By Shannon Jenkins
Educators in Clayton and Henry counties have devised unique ways to present their students with valuable information for Black History Month. Both county school districts offer a variety of events targeted at students from kindergarten to 12th grade throughout the month while Clayton County's institution of higher learning appeals to college students through film.
At Clayton County Public Schools, one event has created quite a buzz at Jonesboro Middle School, which caters to sixth, seventh and eighth grades.
Principal Kay Sledge said the school's Black History Bowl, which was incorporated into the school's Black History Month program in February 2000, is very popular with the students.
"They love it; are you kidding me?" she said. "It's a big thing."
The bowl, scheduled for Feb. 16, offers students a competition with a College Bowl atmosphere. Sledge said teachers select 10 students from each grade through process of elimination to compete in the bowl, which is televised throughout the campus.
To prepare for the event, students must brush up on black history by reading "101 Things Everyone Should Know About African-American History," a booklet Sledge selected for this year's event. The principal said facts from the book and materials used in prior bowls are posted along the hallways so students are constantly seeing the information.
"We can't walk anywhere without seeing the facts," she said.
Teachers then choose questions for the selected students, who face-off by grade level in hour-long competitions.
Sledge said first-, second- and third-place winners in each grade will receive money, while each student in the school will receive a magazine of famous African-Americans. Bowl participants will also receive a certificate.
"I think the bowl gives students the enthusiasm to learn about the events and people who have changed the course of our history," she said. "It's an exciting way to get students involved."
For Henry County's McDonough Elementary School, students will take a more "stiff" approach to Black History Month with their third annual wax museum on Feb. 16-17.
Erin Pringle, a fifth-grade teacher who sponsors the event, said about 70 students will participate in the project.

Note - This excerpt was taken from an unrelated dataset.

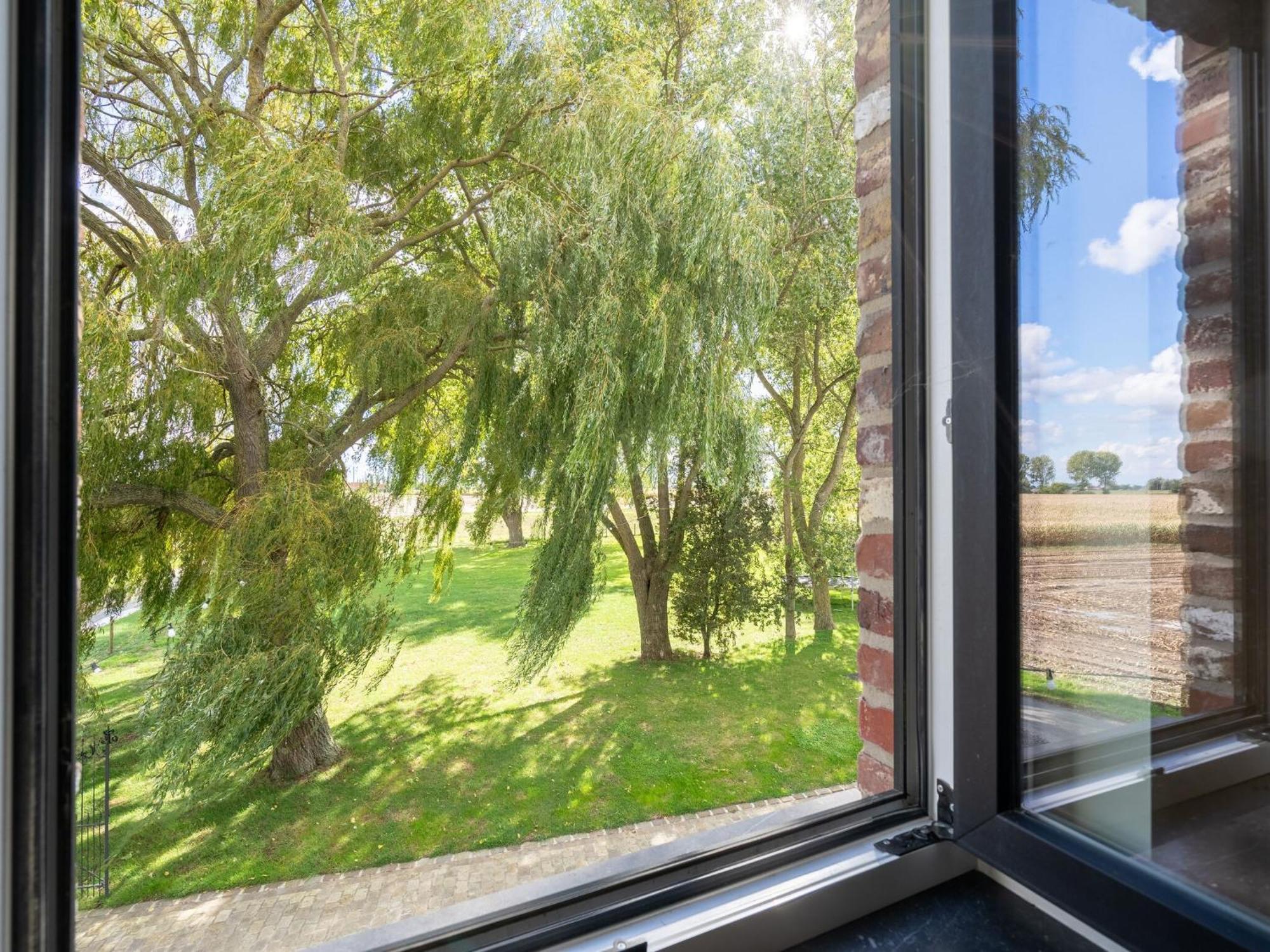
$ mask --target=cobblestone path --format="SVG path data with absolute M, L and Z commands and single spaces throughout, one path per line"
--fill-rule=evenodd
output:
M 76 919 L 81 952 L 291 952 L 443 909 L 610 857 L 757 816 L 810 793 L 669 816 L 516 847 L 394 863 L 307 880 L 93 909 Z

The students prepare for the big day by researching important black figures they wish to portray, Pringle said. When the day of the wax museum arrives, those students will dress like their chosen black leaders and occupy stations around the cafeteria. Pringle said other McDonough Elementary students will then tour the "wax museum" of "frozen" figures, where they surround a particular figure in small groups. Once a button is pushed, the student unfreezes and gives a brief speech about the person he or she is portraying.
Pringle said the wax museum has become extremely popular with students.
"It's a chance for them to give a performance," she said. "It's a more creative way to present the information they gather rather than doing a book report."
Pringle said the students are allowed to portray figures both alive and dead.
"We have everything from civil rights leaders and abolitionists to politicians, entertainers, literary figures and athletes," she said. "The kids are really creative. We always get Rosa Parks and Martin Luther King Jr. and Harriet Tubman, but we also have Tina Turner, Oprah Winfrey and Muhammed Ali."
Stephanie Maurer, McDonough Elementary assistant principal, said the wax museum is a positive experience for the students and the staff.
"I think this unit of study is a great opportunity for students to learn more about African Americans in history," she said. "We (also) get a lot of positive feedback from our staff. When February rolls around, staff (members) ask if we're having the wax museum again."
The Black Cultural Awareness Association (BCAA) at The Clayton College & State University approached Black History Month with Hollywood in mind. The BCAA developed the "Make You Think" Film Festival to attract more awareness to black history.
"We wanted to do the film festival because we've been trying to be innovative," said Adebayo Sulaimon, BCAA president. "We thought films would be a good way to show our history."
Sulaimon, a sophomore education major, said a committee selected the movies "Bamboozled," "School Daze," "The Tuskegee Airmen" and "4 Little Girls," which all deal with issues in the black community.
"We really wanted to pack Black History Month," he said.
Sulaimon said the first film, "Bamboozled," attracted about 10 people. The BCAA has since distributed fliers around campus to draw awareness to the film festival.
"We're looking for a better turnout for the remaining three (movies)," he said. "We hope (the events) enlighten the campus about black history and bring (different) cultures on campus together."
The movies are free and open to the public. According to the film festival schedule, "School Daze" will show on Feb. 7, "The Tuskegee Airmen" on Feb. 16 and "4 Little Girls" on Feb. 23. All the movies will be shown in the Clayton State University Center, Room 272, starting at 7 p.m.